Paul spoke to local Supervisor Dick Gorden and he said, “You know, we need a studio. Do you know anyone who could help us?”  Gorden knew Contractor Gary Hensley, who was trying to keep his crew working when work was slow. Hensley’s first question was:  “How much do you pay your people?”  Paul told him, we are all volunteers,  we pay nothing. “How about programs, and  mileage and gas and stuff like that”  Paul repeated, nothing, we don’t get mileage or gas, or video tapes. Everyone volunteers and pays for everything including their own cameras and equipment.  We pay nobody. Hensley was in.  With promise of help, the bank gave us a loan for $84,000 for materials, at 12% interest, secured by the County from funds from the Cable Company designated for Public Access.  Hensley is the guy in the center in the white shirt with his crew around him taking a break. Paul is videotaping.

The crew would come in at 6 a.m. and work half a day for us, then go to their paid job for the rest of the day. Our only cost was to bring a load of volunteers to unload lumber, have it ready for them, provide water and bring a picnic lunch for everyone before they left.  In three weeks, we had the shell of our building finished.  By the way, it sits on leased land belonging to the Calaveras County Water District with a very generous lease of $1 per year guaranteed for over 25 years.

Local contractors did work, and many of them donated their time. Even PG&E returned our check for a permit to hook up.

Paul called the sheet-rockers on stilts, acrobats. Once the electrician, plumber, air conditioning and window guys were gone, the rest was up to the volunteers.

Paul installed the many spotlights. We painted and got donated pieces of used carpet that we taped to the floor like a patchwork quilt.  Spray painted egg cartons became sound proofing on the ceiling. Paul found a second hand studio curtain for $700. ($5,000 new).  He built a stage and sets.

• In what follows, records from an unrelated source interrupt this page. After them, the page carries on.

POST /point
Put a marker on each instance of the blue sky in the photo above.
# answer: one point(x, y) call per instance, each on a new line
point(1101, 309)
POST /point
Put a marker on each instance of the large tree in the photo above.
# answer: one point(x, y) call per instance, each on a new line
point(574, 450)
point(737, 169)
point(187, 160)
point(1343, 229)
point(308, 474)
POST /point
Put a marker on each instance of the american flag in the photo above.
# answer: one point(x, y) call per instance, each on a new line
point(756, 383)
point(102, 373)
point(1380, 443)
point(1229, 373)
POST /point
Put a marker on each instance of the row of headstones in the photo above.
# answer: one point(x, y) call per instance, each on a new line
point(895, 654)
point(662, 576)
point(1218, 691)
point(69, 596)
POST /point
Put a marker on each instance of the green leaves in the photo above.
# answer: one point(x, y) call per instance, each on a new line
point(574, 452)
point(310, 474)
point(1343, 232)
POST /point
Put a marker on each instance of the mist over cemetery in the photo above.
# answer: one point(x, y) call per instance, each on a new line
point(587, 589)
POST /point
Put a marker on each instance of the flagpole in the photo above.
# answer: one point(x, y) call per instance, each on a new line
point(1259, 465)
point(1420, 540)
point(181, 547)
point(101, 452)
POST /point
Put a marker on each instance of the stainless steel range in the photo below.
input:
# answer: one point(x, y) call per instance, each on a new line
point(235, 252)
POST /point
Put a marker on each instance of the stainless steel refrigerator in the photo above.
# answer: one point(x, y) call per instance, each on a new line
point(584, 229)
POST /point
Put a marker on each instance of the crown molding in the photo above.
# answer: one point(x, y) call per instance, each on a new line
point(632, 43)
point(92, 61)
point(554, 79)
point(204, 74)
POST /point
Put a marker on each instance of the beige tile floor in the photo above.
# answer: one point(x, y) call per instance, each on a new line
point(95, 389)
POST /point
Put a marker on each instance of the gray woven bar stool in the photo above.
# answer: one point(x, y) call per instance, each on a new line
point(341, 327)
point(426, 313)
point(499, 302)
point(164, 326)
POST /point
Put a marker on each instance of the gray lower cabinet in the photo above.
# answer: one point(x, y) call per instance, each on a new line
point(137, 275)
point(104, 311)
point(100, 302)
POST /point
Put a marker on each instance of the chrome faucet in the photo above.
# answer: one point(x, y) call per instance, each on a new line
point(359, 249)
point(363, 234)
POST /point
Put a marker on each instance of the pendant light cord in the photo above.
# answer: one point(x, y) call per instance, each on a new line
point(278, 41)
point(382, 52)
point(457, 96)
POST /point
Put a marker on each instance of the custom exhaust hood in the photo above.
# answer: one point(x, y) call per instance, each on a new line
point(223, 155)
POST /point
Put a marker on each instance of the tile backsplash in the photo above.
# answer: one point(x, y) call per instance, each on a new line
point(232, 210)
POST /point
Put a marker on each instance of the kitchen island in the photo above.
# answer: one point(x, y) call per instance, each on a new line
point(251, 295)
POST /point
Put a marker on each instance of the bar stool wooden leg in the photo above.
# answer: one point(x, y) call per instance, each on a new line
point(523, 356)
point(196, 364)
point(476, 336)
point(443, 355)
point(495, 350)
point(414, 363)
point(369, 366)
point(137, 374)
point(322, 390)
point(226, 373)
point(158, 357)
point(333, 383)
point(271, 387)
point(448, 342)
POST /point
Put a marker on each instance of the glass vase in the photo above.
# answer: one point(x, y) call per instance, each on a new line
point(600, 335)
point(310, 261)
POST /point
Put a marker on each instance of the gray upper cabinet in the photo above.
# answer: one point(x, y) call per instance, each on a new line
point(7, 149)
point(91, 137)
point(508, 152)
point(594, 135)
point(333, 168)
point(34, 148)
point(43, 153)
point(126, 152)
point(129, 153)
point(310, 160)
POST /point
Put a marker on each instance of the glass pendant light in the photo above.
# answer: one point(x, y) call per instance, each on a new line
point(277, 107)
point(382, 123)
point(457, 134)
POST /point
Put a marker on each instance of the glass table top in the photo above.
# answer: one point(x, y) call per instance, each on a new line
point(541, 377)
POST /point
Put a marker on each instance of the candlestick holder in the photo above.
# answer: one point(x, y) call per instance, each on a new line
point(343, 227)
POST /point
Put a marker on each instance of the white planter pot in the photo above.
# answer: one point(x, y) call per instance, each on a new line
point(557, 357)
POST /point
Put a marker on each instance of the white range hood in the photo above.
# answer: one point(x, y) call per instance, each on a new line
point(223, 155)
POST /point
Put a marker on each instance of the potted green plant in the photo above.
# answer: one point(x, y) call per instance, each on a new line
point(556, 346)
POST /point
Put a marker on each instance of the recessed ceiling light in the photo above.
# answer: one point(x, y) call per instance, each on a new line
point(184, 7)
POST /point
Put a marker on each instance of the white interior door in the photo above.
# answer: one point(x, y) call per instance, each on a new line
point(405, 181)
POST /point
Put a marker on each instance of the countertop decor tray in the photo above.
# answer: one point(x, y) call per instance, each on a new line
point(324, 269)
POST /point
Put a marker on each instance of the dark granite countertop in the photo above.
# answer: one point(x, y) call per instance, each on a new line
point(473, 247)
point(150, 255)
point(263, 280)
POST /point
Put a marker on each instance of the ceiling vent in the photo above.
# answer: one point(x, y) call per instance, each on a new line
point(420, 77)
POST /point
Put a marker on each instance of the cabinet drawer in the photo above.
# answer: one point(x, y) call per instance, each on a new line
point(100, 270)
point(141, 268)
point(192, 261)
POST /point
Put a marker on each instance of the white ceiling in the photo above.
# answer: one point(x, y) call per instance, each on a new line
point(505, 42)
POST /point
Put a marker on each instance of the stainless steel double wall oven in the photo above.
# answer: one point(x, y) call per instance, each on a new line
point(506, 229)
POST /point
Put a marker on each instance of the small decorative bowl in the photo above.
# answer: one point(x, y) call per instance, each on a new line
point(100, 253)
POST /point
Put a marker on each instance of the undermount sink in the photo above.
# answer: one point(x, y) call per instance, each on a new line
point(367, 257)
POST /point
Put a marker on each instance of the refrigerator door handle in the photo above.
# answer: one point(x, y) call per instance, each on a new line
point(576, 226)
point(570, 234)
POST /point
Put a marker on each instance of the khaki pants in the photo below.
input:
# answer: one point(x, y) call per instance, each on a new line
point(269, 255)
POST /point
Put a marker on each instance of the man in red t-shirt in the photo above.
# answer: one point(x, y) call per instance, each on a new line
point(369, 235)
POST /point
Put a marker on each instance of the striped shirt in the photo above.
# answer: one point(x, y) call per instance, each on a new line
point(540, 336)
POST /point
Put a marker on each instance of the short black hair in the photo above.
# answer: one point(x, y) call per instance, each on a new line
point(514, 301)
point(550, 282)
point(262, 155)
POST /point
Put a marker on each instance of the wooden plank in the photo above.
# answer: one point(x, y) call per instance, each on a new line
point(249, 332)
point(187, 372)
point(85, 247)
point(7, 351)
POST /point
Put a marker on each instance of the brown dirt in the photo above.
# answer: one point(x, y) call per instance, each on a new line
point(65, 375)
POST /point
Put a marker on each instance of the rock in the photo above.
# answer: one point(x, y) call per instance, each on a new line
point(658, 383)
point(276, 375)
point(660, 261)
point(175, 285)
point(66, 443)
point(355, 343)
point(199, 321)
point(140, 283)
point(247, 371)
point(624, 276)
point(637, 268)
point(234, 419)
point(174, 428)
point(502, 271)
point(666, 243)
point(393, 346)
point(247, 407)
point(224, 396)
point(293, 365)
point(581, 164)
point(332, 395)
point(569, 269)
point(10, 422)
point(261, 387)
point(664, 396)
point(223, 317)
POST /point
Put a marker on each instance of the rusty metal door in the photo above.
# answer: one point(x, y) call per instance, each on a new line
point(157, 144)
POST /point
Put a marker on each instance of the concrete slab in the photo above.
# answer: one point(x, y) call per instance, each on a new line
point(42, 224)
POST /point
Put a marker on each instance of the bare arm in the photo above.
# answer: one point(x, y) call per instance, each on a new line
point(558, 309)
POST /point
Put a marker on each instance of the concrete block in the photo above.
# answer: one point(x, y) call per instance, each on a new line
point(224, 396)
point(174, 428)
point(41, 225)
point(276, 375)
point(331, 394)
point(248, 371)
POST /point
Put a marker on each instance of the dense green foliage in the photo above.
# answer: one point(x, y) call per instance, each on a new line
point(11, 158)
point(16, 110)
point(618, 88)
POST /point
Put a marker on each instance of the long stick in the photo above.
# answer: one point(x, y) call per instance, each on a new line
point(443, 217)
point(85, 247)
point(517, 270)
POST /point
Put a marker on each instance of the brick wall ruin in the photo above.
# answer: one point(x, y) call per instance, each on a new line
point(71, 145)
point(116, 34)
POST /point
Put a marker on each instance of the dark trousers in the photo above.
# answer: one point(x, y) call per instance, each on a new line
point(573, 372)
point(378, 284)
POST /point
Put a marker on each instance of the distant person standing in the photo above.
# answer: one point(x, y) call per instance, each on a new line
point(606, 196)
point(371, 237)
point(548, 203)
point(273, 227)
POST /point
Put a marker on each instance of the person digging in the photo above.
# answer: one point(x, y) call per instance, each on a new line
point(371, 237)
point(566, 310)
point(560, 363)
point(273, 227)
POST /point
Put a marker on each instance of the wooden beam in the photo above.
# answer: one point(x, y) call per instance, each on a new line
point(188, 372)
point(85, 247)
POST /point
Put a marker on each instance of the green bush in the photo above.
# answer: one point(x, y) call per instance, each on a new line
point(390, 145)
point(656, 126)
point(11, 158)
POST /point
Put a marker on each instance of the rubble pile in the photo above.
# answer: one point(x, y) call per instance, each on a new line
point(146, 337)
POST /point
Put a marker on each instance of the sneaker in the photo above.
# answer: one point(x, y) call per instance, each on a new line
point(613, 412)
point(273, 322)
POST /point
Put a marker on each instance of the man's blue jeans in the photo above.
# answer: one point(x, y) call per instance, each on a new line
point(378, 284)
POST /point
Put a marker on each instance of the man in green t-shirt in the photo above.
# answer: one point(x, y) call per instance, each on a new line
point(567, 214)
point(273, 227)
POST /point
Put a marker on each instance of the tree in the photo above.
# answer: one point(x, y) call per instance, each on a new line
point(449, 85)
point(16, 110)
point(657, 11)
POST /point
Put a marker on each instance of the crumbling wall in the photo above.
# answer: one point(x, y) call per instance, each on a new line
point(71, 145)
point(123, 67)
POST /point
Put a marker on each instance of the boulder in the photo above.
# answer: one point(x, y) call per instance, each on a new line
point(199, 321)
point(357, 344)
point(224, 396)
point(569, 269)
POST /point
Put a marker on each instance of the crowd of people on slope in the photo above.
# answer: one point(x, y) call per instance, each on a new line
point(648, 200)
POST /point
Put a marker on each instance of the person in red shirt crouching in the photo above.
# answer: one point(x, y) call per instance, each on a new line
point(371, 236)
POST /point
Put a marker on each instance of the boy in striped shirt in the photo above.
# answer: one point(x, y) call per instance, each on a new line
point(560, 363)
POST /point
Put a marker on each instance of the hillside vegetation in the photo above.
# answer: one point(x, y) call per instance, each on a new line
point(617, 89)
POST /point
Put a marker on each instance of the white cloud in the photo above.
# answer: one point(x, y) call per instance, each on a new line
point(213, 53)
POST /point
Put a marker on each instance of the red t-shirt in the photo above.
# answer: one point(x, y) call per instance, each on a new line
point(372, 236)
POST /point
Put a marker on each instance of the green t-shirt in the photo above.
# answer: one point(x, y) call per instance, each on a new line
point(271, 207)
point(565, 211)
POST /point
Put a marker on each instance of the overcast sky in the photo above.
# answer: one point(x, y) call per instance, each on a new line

None of this would have happened if the Supervisors, the local business people, the water company and the community did not believe it could be done under Paul’s tenacious and unrelenting work habits. Always punctual. Always there, wherever and whenever needed or asked.  We’ve shared a lot of productive years together volunteering in this county. On Thursday, our “local treasure”  was in a serious car accident.  Somehow, he failed to see a red light and T boned another car at the intersection.
Paul was seriously injured and taken to Davis Medical Center in Sacramento. But, before they took him away in an ambulance, he took pictures-OF COURSE.

Before I got to his house yesterday afternoon,  he had already developed and printed pictures  for me to see.

Both cars were totaled. The wheel sitting in the middle of the intersection is from his car.
He had two shoots arranged for today, and was willing to cancel one, but the other he must do, he told me on the phone. Our Studio manager, Ed Lark, convinced him he would take over his  shoot and Paul could edit it. Paul  reluctantly agreed. He has another show on the 22nd that he expects to do.

He is soon to be 85 years old. His sternum and back have suffered major trauma. He can barely get up and down from a chair. It is even more painful to lie down and rest. He is walking with difficulty and is on major pain medications. He can lift nothing with his left arm. Could I find someone to help him with the shoot? I told him I would hire some-one to set up his camera and unload his van that he uses for location shoots. I then called his anchor person, Mearl Lucken, and asked him if HE could talk Paul into resting and let somebody else do his programs for a couple of weeks. Whatta ya’ gonna do with a guy like that? But, now you know why we have a jewel in the Motherlode, because our “local treasure” is a hard working, trusted and admired individual who never gives up.

Paul lost his wife of 65 years two years ago. He named his driveway, Martha Lane. He told me he pats her pillow every night and says goodnight to her. Now it is our turn to take care of  our “Local Treasure”, if he will let us.